When the atom was split... Science

Cockcroft-Walton's atom splitting experiment

A Cockcroft-Walton generator   | Photo Credit: Wikedia Commons

When two people discover something simultaneously, or within weeks of each other, working independently, you expect both to be rewarded. But if only one of them picks up the Nobel Prize, while the other isn’t given the entire credit, it definitely lends for a story. Yes, I’m referring to the discovery of Vitamin C and the two men behind it that we looked at last week.

This time around, we are going to see how two people worked together to change the course of their chosen field. Better still, both of them were jointly awarded the Nobel Prize in Physics in 1951 “for their pioneer work on the transmutation of atomic nuclei by artificially accelerated atomic particles”. Going over the head? Let's split up and find out…

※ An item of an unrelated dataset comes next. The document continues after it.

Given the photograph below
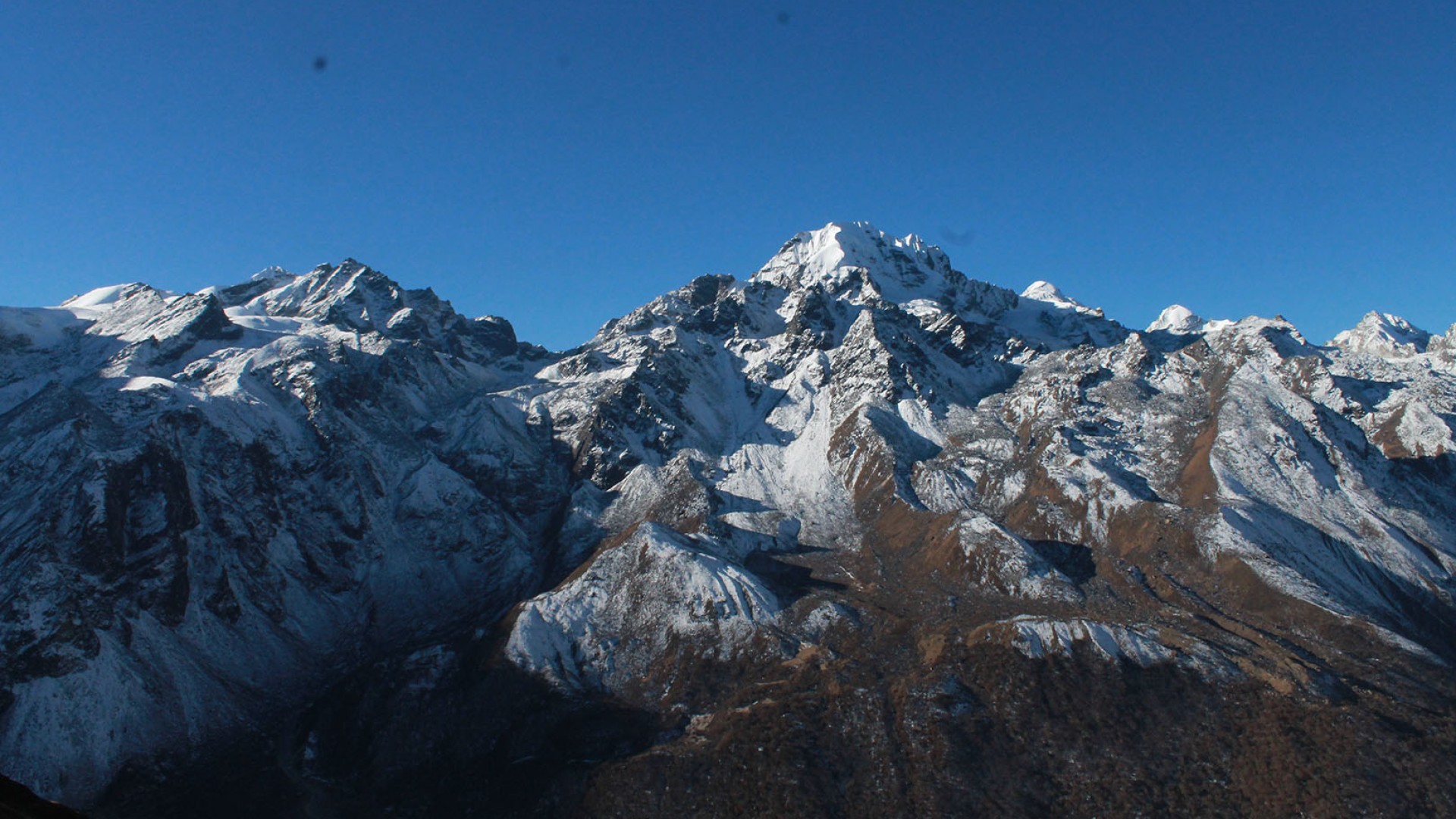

John Cockcroft was born in 1897 to a family of cotton manufacturers. A varied educational background that included mathematics at Manchester University, electrical engineering at the College of Technology in Manchester and Mathematical Tripos at St John’s College, Cambridge meant that he was one of those few theoreticians who could put together his mathematical and engineering skills. These stints of education were interspersed by the World War I and a period when he served as an apprentice with an electrical company.

Ernest Walton was born in 1903 and was educated in Belfast and Dublin. He excelled in mathematics and science while with Trinity College, Dublin and graduated in 1926 with first class honours in mathematics and experimental science.

Cockcroft and Walton came together while at the Cavendish laboratory under Ernest Rutherford. In 1928, George Gamow showed that particles could tunnel through potential barriers by applying the newly available quantum mechanics. Cockcroft understood the implications of Gamow’s tunnelling theory - that a much lesser energy than earlier thought might be sufficient for a proton to penetrate the nucleus.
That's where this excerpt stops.